PENANG: Penang is giving itself 10 years to eliminate “backwater dwellings” in urban areas after Prime Minister Datuk Seri Dr Mahathir pointed out the glaring disparity in development here.
Stressing that the problems could not be resolved overnight, Deputy Chief Minister Datuk Dr Hilmi Yahaya said there were 2,000 dilapidated homes on state land alone.
“We are employing a multi-pronged strategy involving various government departments and agencies and the private sector to build affordable homes for the urban poor and check the squatter problem,” he said after opening the northern zone Rakan Muda Integrity Programme at Balik Pulau Sports Complex yesterday.
Dr Mahathir had said during his two-day working visit here on Saturday that living conditions were still similar to the pre-World War II era in some areas, and that the dilapidated wooden homes showed the dwellers had been “left behind” despite the state’s steady progress.
Dr Hilmi, who also chairs the Urban Poverty Eradication Committee set up last year, said the committee had identified congested urban villages in Sungai Pinang and Jelutong on the island and Prai and Bagan on the mainland that could be redeveloped to improve living conditions.
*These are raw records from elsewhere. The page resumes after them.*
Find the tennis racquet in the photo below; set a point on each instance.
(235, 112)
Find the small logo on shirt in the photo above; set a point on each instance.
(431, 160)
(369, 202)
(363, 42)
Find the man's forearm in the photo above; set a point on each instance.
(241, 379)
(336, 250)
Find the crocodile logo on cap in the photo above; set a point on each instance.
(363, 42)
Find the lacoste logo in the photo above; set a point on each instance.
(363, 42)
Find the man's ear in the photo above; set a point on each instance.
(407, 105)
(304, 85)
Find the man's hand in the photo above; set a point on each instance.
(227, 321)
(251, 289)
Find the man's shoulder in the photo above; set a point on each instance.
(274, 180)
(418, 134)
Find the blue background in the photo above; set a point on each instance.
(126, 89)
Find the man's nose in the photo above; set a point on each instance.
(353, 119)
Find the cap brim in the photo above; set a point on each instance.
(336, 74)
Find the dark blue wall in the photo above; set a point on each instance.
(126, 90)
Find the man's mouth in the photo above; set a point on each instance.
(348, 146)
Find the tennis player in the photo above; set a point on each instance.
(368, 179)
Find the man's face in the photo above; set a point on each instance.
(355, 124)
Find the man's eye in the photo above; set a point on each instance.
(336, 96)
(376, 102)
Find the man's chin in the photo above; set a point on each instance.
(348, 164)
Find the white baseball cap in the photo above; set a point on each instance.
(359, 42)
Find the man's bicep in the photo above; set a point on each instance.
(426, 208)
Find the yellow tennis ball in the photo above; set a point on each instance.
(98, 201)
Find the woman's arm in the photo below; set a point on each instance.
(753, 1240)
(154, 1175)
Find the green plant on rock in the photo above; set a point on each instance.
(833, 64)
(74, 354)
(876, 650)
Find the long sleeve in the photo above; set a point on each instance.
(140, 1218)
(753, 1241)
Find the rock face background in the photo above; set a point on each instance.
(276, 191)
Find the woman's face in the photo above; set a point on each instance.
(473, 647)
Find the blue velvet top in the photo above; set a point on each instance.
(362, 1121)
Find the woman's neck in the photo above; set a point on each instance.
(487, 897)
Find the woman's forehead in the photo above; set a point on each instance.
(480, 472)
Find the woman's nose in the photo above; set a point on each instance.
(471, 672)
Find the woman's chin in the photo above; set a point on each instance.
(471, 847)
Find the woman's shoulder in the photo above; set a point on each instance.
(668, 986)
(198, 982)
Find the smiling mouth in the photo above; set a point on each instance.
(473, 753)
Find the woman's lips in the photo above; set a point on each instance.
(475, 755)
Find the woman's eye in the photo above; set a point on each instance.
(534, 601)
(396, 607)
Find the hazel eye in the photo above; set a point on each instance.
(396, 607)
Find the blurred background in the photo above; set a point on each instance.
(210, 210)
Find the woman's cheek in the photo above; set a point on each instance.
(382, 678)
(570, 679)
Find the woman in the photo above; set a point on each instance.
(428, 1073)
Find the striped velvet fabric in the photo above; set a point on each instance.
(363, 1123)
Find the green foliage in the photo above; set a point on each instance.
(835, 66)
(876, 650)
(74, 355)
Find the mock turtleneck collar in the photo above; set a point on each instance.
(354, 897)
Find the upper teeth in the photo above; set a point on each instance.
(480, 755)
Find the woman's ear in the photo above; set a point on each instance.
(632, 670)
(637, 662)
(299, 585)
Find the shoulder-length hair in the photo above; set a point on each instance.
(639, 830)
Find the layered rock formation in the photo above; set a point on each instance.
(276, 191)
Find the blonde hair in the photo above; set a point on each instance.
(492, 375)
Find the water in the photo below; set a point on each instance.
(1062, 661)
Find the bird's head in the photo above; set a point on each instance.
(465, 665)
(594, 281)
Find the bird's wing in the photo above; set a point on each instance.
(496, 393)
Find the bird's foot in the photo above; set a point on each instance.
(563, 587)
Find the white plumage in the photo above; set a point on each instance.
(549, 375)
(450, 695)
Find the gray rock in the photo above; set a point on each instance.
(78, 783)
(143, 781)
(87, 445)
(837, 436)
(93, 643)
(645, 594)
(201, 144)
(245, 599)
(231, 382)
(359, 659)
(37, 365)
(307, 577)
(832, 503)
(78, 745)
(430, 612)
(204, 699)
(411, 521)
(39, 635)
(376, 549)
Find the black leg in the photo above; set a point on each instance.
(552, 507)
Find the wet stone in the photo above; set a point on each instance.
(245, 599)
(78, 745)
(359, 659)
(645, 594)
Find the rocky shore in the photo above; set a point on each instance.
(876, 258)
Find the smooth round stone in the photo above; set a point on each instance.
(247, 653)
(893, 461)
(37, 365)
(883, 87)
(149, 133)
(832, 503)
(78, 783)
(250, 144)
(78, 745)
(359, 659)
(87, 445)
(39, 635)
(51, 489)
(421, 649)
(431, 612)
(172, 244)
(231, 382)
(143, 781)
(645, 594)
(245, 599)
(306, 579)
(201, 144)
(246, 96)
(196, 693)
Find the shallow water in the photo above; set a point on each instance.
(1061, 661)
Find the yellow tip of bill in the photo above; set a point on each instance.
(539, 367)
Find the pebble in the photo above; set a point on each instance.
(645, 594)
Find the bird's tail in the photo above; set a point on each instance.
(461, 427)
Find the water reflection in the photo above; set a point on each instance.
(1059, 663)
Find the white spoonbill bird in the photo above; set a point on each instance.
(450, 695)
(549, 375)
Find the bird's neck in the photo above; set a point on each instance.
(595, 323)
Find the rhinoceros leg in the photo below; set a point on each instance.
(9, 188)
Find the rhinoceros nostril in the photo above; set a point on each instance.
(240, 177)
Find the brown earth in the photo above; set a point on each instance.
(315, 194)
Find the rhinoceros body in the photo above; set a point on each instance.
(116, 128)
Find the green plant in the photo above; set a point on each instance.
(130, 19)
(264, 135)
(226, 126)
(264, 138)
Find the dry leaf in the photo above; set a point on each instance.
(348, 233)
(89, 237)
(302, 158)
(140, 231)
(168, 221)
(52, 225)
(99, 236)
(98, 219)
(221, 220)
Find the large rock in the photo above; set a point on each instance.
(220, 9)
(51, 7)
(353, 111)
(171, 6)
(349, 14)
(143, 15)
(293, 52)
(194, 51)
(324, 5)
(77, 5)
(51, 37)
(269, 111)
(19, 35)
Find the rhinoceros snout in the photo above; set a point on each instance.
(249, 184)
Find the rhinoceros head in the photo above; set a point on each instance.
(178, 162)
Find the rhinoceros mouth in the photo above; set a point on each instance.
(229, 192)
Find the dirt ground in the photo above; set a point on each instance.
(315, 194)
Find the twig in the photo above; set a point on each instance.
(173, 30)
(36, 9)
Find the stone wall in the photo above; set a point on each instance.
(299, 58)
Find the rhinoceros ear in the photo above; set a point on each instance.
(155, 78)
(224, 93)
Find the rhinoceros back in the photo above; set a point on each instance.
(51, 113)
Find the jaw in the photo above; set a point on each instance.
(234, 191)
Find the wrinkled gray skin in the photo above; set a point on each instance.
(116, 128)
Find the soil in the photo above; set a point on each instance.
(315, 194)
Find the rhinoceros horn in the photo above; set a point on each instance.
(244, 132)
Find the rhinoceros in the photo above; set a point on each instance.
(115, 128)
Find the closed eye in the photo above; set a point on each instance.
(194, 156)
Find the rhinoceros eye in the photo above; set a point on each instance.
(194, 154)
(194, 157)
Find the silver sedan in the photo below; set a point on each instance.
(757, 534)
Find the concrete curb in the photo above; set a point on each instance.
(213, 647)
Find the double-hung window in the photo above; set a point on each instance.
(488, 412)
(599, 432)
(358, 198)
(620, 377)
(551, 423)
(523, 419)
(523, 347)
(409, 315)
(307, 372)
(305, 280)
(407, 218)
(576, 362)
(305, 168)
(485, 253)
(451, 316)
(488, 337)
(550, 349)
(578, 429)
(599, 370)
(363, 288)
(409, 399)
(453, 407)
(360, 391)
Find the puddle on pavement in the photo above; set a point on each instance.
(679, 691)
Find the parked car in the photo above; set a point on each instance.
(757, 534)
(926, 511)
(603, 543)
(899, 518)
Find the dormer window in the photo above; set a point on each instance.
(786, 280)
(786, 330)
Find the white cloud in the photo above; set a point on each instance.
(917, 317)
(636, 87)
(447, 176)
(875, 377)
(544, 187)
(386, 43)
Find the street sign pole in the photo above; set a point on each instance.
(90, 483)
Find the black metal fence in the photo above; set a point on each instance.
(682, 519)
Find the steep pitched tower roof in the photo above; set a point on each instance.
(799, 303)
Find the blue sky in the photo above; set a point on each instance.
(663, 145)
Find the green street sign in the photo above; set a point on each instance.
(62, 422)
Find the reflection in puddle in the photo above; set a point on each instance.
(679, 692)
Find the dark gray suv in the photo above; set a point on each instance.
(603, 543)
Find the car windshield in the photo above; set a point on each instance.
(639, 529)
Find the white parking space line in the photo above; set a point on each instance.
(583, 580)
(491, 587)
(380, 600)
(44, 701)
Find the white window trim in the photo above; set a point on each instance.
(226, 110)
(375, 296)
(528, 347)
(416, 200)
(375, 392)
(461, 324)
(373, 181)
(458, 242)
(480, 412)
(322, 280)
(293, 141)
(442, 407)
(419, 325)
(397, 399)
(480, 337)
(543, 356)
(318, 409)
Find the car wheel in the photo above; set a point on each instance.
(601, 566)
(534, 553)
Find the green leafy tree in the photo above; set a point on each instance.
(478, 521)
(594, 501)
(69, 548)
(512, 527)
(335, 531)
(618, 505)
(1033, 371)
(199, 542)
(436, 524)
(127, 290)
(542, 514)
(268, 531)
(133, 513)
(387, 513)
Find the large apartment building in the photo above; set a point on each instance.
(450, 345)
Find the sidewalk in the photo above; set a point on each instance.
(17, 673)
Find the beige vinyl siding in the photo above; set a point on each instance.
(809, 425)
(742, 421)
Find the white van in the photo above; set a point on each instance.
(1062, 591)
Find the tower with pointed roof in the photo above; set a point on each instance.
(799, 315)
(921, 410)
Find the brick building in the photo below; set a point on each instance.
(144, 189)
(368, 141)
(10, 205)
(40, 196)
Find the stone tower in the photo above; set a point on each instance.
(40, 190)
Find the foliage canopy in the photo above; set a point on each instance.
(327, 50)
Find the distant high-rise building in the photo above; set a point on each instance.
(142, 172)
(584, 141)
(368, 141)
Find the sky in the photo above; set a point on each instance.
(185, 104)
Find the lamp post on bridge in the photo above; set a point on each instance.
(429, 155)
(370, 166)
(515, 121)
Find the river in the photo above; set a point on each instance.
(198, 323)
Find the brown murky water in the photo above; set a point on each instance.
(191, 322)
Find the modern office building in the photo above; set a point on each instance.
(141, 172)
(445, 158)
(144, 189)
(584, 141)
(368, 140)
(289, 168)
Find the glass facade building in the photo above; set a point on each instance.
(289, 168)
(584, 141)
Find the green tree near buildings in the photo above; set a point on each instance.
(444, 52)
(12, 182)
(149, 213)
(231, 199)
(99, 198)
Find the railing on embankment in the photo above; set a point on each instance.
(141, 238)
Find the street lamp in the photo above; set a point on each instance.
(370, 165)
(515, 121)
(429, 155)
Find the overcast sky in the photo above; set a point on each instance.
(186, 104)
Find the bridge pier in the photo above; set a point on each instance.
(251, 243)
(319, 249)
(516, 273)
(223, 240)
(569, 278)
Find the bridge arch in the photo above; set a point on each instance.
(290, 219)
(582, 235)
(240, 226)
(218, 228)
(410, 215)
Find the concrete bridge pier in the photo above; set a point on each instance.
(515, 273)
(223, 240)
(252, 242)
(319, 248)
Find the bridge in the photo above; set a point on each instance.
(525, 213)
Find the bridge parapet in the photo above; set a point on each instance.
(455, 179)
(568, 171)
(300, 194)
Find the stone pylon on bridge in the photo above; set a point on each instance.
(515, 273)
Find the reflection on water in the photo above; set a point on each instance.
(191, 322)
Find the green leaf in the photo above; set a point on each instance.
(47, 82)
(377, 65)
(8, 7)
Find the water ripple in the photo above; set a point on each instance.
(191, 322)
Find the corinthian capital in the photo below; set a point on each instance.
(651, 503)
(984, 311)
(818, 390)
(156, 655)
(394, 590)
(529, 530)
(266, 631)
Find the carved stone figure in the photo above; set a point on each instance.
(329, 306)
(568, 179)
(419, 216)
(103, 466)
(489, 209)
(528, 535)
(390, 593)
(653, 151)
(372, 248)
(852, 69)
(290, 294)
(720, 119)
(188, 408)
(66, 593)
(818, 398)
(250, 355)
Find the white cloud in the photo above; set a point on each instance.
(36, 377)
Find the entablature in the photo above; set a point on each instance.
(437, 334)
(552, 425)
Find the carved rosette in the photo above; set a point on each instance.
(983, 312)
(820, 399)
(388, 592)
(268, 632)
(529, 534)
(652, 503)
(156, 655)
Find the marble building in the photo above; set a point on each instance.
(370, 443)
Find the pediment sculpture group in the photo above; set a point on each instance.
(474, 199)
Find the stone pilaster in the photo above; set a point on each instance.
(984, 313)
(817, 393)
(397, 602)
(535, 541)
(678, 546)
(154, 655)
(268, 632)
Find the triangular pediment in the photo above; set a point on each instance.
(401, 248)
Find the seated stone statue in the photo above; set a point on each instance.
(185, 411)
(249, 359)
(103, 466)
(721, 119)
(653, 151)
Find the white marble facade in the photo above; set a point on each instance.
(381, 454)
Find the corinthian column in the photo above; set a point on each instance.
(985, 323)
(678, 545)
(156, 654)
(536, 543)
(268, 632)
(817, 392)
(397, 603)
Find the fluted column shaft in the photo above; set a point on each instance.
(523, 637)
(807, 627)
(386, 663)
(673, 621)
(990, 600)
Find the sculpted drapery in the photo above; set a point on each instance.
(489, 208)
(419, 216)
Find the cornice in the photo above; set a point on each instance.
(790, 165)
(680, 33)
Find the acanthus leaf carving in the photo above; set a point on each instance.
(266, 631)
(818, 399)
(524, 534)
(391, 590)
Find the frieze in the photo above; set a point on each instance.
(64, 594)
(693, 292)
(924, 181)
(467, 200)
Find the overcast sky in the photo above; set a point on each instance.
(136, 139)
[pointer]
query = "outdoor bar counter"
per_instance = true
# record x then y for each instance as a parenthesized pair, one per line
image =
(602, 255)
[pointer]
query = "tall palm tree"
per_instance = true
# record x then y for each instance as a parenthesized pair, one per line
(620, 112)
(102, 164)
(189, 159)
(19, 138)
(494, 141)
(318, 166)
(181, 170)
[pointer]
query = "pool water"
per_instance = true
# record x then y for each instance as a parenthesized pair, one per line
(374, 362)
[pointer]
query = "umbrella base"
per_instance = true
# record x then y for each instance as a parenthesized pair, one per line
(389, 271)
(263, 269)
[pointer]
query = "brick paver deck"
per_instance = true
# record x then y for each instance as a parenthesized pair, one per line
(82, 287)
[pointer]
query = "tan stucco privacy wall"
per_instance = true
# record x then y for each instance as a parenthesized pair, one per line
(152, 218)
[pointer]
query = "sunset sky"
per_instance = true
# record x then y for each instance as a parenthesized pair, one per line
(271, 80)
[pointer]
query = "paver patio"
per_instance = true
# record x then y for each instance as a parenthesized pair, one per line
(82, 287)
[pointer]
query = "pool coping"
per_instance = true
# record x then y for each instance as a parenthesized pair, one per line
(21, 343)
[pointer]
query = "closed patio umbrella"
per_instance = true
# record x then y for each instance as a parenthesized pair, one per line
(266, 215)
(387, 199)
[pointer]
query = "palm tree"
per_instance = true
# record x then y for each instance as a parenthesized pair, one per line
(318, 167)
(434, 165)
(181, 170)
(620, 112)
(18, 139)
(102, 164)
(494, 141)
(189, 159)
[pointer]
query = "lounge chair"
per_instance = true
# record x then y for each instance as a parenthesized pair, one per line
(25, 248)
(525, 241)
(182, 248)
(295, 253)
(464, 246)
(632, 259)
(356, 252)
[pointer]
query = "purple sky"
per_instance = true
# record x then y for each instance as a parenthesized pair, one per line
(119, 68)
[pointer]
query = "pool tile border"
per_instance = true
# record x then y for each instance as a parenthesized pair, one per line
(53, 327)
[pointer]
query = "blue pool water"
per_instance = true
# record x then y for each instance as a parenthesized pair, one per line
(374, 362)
“We are issuing a tender for a project to build 200 flats along Sungai Pinang,” he said, adding that a total of 160 low cost units would be built on the heritage enclave in Mesjid Lebuh Aceh, Lebuh Buckingham and Chulia Street.
Dr Hilmi said more low cost units would be built on municipal council land and wakaf (endowed) lots.
They would be funded through federal allocations and developed by private sector companies or corporatised bodies.
He said it was easier to set a time limit to improve the living conditions of those staying on government land, “but we cannot force private owners to develop their land as quickly as we want.”